Private international law - Courts - Jurisdiction - Choice of forum - Jurisdiction simpliciter - Forum conveniens - Real and substantial connection test - Torts - Libel and slander - Foreign defendants moving to stay action for want of jurisdiction or on grounds of forum non conveniens - Whether there are particular concerns raised by multi-jurisdictional defamation claims in applying any test for judicial jurisdiction – Whether jurisdiction was properly assumed by the courts below in this case – Whether there are particular concerns raised in multi-jurisdictional defamation cases in applying the test for forum non conveniens – Whether the courts below erred in concluding that Québec was not a clearly more appropriate forum.
The underlying action by the respondent arises out of the publication of allegedly defamatory statements in a book published, written, researched and edited by the appellants. The respondent is an Ontario corporation with its headquarters in Toronto. The appellants are Quebec residents. The book was published in Quebec, and was subsequently released to bookstores in Quebec, Ontario and elsewhere in Canada. The book is also available for purchase on the web and is referenced on many websites and in newspaper articles available and accessible in Ontario.
The respondent brought an action against the appellants, seeking damages for libel as well as punitive damages, aggravated damages and an injunction restraining further dissemination of the book.

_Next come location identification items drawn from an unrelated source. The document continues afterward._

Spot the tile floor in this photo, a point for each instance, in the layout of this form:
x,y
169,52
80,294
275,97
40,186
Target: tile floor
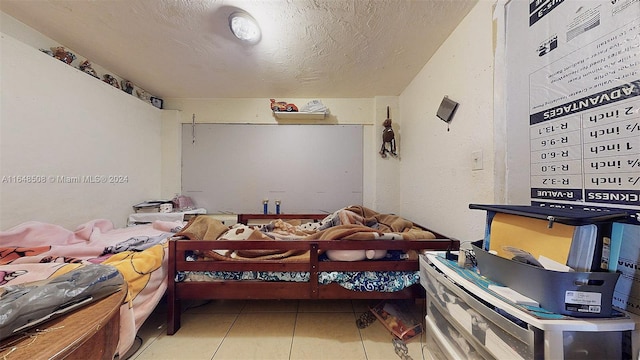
x,y
305,329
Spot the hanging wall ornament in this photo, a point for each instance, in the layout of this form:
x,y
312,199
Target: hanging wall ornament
x,y
388,138
63,55
85,66
110,80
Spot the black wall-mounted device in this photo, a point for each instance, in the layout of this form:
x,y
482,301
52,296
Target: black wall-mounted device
x,y
447,109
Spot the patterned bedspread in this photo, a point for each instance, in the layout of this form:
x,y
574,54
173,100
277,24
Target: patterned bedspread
x,y
350,223
36,251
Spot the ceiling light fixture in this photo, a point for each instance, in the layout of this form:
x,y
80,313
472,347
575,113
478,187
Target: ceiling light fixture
x,y
244,27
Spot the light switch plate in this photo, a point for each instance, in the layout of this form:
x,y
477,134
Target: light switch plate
x,y
476,160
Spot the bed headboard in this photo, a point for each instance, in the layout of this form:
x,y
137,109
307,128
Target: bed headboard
x,y
251,219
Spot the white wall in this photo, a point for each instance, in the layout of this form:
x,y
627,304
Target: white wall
x,y
360,111
58,124
437,182
431,181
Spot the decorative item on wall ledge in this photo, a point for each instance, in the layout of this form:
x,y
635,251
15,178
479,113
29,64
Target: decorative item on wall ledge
x,y
388,138
143,95
110,80
282,106
60,53
85,66
157,102
63,55
127,86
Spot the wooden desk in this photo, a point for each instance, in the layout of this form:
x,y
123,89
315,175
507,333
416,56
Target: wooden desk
x,y
91,332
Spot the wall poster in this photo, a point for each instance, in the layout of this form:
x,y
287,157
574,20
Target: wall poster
x,y
582,88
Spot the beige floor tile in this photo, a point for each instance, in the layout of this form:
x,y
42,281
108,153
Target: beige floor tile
x,y
326,336
216,306
270,306
263,335
360,306
325,306
378,343
198,338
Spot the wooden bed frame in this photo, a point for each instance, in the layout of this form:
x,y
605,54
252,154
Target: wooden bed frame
x,y
235,289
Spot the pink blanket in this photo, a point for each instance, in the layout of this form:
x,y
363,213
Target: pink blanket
x,y
34,251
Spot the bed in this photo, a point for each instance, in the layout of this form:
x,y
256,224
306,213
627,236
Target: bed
x,y
36,251
298,256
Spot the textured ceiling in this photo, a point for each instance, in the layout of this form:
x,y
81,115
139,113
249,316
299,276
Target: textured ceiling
x,y
309,48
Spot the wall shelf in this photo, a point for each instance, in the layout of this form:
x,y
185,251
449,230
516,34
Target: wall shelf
x,y
299,115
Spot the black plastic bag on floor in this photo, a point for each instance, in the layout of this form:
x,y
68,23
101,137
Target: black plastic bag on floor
x,y
26,305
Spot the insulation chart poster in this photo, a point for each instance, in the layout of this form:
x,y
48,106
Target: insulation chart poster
x,y
583,101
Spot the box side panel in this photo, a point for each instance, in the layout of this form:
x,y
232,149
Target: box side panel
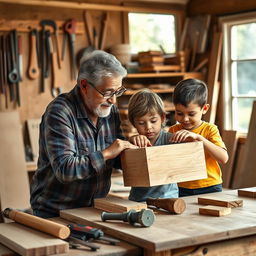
x,y
135,171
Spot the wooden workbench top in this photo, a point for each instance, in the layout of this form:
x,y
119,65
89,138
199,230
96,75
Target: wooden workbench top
x,y
176,231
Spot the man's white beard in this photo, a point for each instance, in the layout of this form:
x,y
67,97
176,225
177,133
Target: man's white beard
x,y
103,112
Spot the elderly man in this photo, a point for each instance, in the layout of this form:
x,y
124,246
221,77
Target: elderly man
x,y
80,139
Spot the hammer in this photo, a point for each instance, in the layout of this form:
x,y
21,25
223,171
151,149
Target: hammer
x,y
173,205
145,217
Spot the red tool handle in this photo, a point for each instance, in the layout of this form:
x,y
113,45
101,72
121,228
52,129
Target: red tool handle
x,y
70,26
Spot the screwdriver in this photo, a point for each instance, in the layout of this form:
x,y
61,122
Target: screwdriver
x,y
90,233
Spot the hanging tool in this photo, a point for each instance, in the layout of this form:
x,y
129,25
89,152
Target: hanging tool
x,y
4,67
45,56
47,226
90,233
88,27
173,205
70,29
145,217
33,71
13,73
56,78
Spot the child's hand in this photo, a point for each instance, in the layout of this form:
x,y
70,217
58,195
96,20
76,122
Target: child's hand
x,y
140,141
184,136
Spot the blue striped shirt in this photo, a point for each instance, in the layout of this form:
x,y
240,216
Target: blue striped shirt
x,y
71,169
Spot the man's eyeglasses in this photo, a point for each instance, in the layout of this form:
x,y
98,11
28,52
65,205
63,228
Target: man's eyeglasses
x,y
108,94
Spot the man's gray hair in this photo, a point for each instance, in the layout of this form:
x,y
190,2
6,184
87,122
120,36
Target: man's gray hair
x,y
98,64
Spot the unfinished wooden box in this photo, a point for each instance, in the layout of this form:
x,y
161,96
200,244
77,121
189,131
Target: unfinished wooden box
x,y
158,165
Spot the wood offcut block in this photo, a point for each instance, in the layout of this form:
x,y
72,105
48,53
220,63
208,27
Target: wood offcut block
x,y
115,204
158,165
247,192
228,202
214,210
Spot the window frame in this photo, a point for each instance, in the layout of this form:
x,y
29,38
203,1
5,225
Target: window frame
x,y
179,17
228,97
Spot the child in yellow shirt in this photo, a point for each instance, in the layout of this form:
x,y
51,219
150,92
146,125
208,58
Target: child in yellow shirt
x,y
190,101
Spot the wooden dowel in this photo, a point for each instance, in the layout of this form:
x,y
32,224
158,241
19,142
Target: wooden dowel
x,y
47,226
173,205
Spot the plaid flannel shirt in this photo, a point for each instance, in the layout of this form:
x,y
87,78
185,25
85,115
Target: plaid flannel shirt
x,y
71,170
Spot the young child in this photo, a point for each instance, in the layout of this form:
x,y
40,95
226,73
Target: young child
x,y
147,115
190,101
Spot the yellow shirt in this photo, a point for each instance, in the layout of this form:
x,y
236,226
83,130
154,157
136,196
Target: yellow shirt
x,y
211,133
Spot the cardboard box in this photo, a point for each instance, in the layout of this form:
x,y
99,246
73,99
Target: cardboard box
x,y
158,165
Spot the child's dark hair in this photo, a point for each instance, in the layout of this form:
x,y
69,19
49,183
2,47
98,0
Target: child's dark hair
x,y
190,91
143,102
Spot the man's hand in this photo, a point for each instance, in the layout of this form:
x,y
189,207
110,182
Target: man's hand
x,y
140,141
184,136
116,148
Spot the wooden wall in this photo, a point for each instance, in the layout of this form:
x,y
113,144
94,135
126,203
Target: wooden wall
x,y
34,103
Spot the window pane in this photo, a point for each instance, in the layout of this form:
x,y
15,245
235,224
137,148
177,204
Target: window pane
x,y
244,78
243,43
149,31
244,109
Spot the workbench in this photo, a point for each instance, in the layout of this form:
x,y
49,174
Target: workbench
x,y
189,232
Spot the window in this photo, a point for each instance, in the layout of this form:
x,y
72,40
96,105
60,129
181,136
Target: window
x,y
239,69
151,32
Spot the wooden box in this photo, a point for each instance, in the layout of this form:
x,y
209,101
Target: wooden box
x,y
165,164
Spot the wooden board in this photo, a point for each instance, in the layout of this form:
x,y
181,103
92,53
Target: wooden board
x,y
33,132
176,231
247,173
26,241
247,192
14,185
115,204
159,165
214,210
4,251
213,75
230,139
120,249
158,68
225,202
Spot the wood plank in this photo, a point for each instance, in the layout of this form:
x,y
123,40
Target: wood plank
x,y
227,202
14,185
120,249
247,192
230,139
214,210
151,166
238,247
176,231
4,251
115,204
26,241
248,174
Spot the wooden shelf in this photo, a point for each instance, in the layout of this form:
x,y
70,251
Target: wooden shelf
x,y
125,111
131,92
89,6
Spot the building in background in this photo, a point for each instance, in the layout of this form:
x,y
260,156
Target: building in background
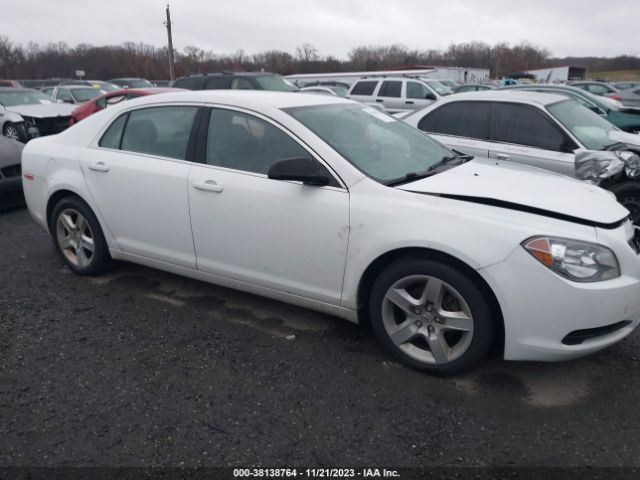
x,y
558,74
459,74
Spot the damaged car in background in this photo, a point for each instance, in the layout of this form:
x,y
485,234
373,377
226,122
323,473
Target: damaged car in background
x,y
542,130
26,113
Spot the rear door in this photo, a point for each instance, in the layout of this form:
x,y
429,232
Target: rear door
x,y
525,134
463,126
137,178
280,235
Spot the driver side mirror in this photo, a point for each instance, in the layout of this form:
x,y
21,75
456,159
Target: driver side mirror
x,y
302,169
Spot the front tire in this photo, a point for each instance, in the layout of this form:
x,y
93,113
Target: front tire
x,y
78,237
15,131
431,316
628,194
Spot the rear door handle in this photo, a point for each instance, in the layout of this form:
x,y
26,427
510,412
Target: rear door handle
x,y
208,186
99,167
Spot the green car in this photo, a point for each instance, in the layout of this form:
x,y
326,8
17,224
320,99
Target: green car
x,y
627,119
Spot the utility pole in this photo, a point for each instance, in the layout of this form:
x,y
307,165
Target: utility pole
x,y
172,72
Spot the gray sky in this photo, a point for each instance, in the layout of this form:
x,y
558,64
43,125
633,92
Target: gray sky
x,y
565,27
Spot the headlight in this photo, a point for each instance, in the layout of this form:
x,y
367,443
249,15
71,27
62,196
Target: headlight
x,y
573,259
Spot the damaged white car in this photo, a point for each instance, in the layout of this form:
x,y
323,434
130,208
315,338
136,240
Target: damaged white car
x,y
332,205
543,130
27,114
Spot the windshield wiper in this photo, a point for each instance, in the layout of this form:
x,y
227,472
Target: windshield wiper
x,y
447,161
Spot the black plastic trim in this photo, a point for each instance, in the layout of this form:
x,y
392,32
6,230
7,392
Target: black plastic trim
x,y
528,209
578,336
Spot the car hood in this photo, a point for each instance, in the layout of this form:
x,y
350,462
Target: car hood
x,y
10,152
518,187
44,110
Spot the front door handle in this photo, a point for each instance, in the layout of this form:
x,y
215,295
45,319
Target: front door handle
x,y
99,167
208,186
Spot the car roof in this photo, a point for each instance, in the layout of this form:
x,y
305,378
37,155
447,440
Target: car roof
x,y
513,95
251,99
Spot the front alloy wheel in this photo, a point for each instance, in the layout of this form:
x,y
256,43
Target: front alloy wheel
x,y
432,315
427,319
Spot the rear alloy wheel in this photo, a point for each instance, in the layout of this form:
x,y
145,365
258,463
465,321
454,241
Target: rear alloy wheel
x,y
14,131
431,316
78,237
628,194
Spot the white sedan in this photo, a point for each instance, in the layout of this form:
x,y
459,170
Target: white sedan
x,y
335,206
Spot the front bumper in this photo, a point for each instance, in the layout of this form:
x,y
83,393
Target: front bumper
x,y
541,309
10,179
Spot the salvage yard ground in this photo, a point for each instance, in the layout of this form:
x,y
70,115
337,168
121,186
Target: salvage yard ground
x,y
140,367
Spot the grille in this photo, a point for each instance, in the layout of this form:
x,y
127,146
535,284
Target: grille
x,y
12,171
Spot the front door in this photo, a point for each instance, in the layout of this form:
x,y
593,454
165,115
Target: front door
x,y
137,177
281,235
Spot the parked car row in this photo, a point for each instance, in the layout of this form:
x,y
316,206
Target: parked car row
x,y
336,206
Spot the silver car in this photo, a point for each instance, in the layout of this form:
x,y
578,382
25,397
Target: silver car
x,y
394,94
542,130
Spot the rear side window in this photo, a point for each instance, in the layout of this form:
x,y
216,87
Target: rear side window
x,y
241,84
191,83
162,131
364,88
111,138
217,83
461,119
390,88
243,142
525,125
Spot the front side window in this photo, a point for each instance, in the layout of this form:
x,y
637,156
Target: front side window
x,y
113,135
461,119
162,131
588,127
525,125
64,95
243,142
378,144
391,89
417,90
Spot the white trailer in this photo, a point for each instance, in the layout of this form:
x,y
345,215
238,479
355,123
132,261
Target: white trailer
x,y
459,74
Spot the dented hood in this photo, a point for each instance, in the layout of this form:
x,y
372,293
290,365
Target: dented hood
x,y
519,187
44,110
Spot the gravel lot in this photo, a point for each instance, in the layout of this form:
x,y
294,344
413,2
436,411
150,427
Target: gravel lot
x,y
144,368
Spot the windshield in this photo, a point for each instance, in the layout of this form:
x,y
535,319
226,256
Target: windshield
x,y
441,88
85,94
23,97
275,83
379,145
589,128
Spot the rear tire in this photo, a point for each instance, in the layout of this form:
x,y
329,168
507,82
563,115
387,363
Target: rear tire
x,y
431,316
78,237
628,194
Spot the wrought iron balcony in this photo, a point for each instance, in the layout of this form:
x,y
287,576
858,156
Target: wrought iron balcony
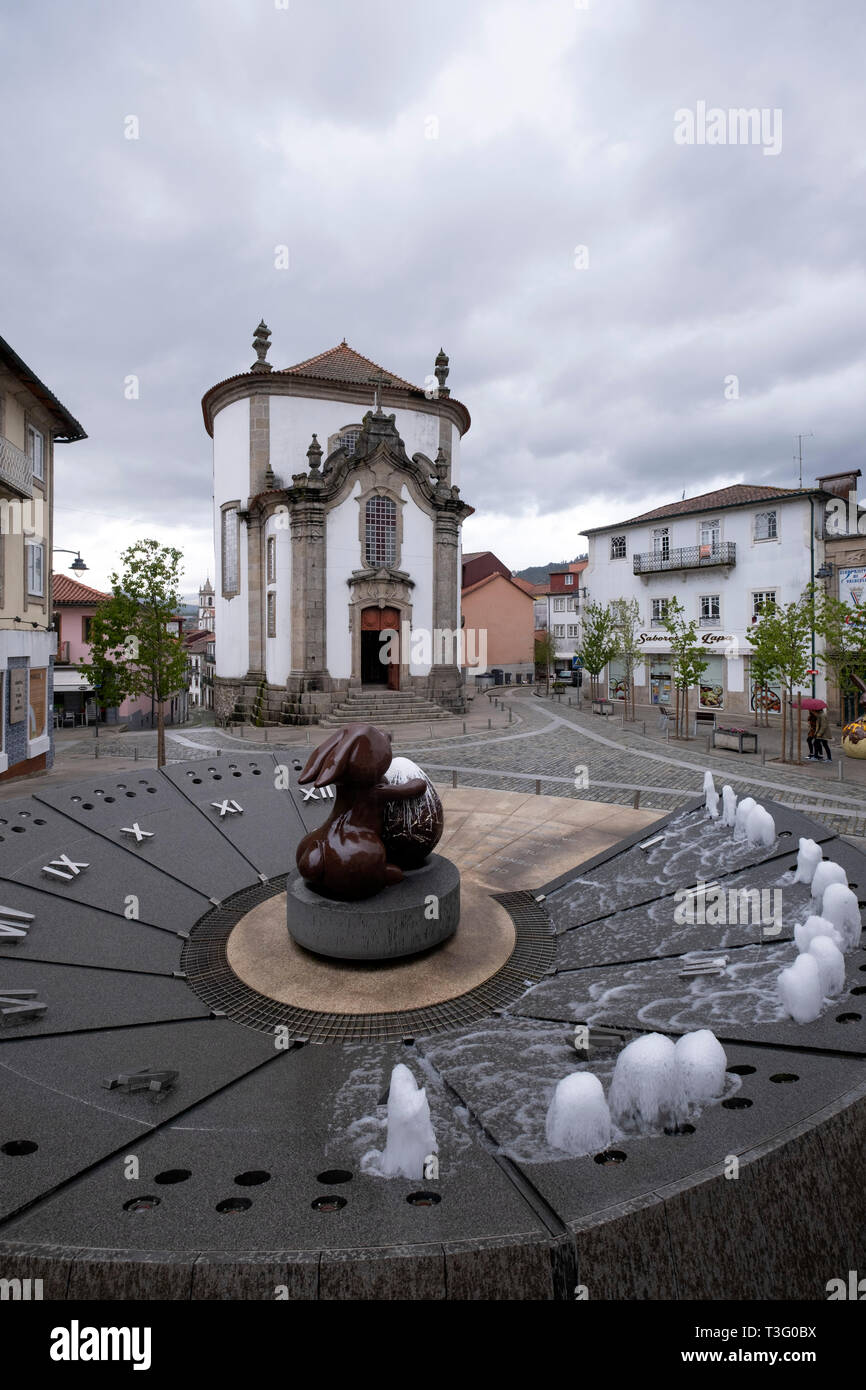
x,y
685,558
15,469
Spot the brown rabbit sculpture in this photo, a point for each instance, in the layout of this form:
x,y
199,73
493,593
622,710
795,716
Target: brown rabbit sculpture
x,y
346,858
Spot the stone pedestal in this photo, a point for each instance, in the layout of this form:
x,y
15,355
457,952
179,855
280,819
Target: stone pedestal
x,y
396,922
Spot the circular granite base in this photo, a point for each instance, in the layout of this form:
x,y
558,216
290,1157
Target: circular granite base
x,y
262,954
410,916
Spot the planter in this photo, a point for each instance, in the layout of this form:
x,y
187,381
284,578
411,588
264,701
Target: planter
x,y
740,740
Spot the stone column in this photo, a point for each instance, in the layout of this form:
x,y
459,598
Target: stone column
x,y
309,628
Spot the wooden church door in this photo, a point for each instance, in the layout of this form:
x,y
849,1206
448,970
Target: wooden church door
x,y
374,672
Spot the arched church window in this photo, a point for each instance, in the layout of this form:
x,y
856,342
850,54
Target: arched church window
x,y
381,531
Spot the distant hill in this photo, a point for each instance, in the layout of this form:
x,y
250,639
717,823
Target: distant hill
x,y
538,573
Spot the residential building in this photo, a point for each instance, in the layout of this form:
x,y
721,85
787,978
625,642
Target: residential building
x,y
32,420
502,606
722,555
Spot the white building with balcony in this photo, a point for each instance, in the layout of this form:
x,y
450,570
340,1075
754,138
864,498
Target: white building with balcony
x,y
722,556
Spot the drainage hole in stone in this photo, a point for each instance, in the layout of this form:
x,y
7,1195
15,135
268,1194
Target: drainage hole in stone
x,y
328,1204
253,1178
18,1147
141,1204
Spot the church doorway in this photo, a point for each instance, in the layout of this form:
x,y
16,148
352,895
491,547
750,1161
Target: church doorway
x,y
374,672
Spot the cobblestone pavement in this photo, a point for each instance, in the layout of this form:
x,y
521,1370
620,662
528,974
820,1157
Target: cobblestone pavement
x,y
553,747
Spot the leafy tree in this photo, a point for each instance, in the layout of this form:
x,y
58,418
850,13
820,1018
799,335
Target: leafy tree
x,y
626,617
598,644
545,655
132,651
844,631
781,642
687,658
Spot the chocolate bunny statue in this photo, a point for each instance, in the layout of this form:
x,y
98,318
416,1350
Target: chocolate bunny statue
x,y
346,856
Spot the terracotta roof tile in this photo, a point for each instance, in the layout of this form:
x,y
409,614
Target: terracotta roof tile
x,y
66,590
738,495
344,363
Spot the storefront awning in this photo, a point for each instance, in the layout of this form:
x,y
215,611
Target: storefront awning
x,y
67,680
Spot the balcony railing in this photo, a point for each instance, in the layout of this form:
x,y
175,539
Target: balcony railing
x,y
685,558
15,469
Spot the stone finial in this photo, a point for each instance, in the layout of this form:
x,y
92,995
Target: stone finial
x,y
314,458
262,341
441,371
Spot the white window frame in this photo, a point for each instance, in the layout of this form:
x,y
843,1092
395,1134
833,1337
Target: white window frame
x,y
763,594
711,619
31,569
32,435
774,524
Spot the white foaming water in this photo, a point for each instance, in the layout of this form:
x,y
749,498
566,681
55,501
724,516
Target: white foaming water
x,y
410,1133
711,795
742,811
647,1087
701,1066
808,859
812,927
801,990
759,827
578,1121
729,806
841,908
830,963
826,873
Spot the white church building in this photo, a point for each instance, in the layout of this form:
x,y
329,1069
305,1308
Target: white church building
x,y
337,519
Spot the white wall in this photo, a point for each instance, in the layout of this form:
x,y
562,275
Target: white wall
x,y
344,555
278,649
417,560
231,480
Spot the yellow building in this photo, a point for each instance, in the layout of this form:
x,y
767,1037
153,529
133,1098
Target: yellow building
x,y
32,420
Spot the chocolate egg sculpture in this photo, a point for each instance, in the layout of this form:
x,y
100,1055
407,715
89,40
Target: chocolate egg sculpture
x,y
412,827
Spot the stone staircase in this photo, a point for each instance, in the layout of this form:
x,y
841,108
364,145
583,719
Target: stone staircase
x,y
382,706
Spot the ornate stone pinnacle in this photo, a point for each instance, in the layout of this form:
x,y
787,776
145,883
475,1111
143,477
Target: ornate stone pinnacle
x,y
441,371
262,344
314,456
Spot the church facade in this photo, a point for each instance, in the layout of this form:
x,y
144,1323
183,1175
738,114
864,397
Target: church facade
x,y
337,527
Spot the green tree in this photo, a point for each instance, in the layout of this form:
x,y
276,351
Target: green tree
x,y
781,645
687,658
132,651
626,616
844,631
545,655
598,645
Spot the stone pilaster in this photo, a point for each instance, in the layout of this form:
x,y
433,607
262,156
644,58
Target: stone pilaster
x,y
309,653
260,441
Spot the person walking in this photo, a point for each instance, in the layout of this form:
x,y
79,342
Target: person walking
x,y
822,730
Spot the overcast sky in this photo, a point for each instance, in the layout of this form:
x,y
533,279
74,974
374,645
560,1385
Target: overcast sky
x,y
597,389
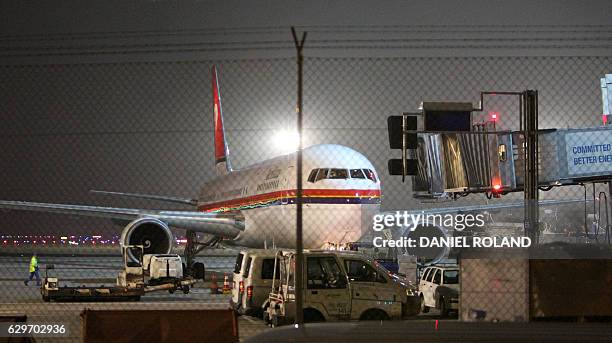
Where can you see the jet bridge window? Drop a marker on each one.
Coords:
(267, 269)
(324, 273)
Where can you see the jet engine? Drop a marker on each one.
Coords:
(153, 234)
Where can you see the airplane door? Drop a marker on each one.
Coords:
(285, 186)
(327, 288)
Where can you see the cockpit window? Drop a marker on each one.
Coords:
(322, 174)
(357, 174)
(338, 174)
(370, 174)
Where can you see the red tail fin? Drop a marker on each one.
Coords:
(222, 163)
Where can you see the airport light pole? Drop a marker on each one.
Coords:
(299, 260)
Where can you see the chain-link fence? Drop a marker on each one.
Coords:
(148, 128)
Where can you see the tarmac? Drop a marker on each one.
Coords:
(16, 298)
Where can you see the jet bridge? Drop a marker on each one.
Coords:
(494, 162)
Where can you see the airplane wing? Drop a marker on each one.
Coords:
(219, 224)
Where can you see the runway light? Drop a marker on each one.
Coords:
(286, 140)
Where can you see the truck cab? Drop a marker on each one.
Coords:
(253, 284)
(339, 286)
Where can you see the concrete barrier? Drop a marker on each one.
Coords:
(217, 326)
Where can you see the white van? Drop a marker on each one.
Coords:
(439, 288)
(253, 282)
(339, 286)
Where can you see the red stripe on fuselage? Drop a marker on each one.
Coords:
(291, 193)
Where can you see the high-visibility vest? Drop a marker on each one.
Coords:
(33, 264)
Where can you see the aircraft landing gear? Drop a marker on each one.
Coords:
(196, 269)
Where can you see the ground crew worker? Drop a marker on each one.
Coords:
(33, 271)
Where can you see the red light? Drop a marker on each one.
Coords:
(496, 184)
(494, 116)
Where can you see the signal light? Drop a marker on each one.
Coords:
(494, 116)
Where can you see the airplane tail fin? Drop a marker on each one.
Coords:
(222, 161)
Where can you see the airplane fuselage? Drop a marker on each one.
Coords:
(341, 193)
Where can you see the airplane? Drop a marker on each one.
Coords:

The appellants brought a motion to stay the action on the basis that there was no real and substantial connection between the subject matter of the action and Ontario, and that Ontario was not the convenient forum for trial of the action. The Ontario Superior Court of Justice dismissed the appellants’ motion to stay the action. The motion judge found that a fair weighing of the applicable factors clearly favoured assumed jurisdiction and that the applicable factors also favoured Ontario on the issue of convenient forum. The Court of Appeal for Ontario dismissed the appeal.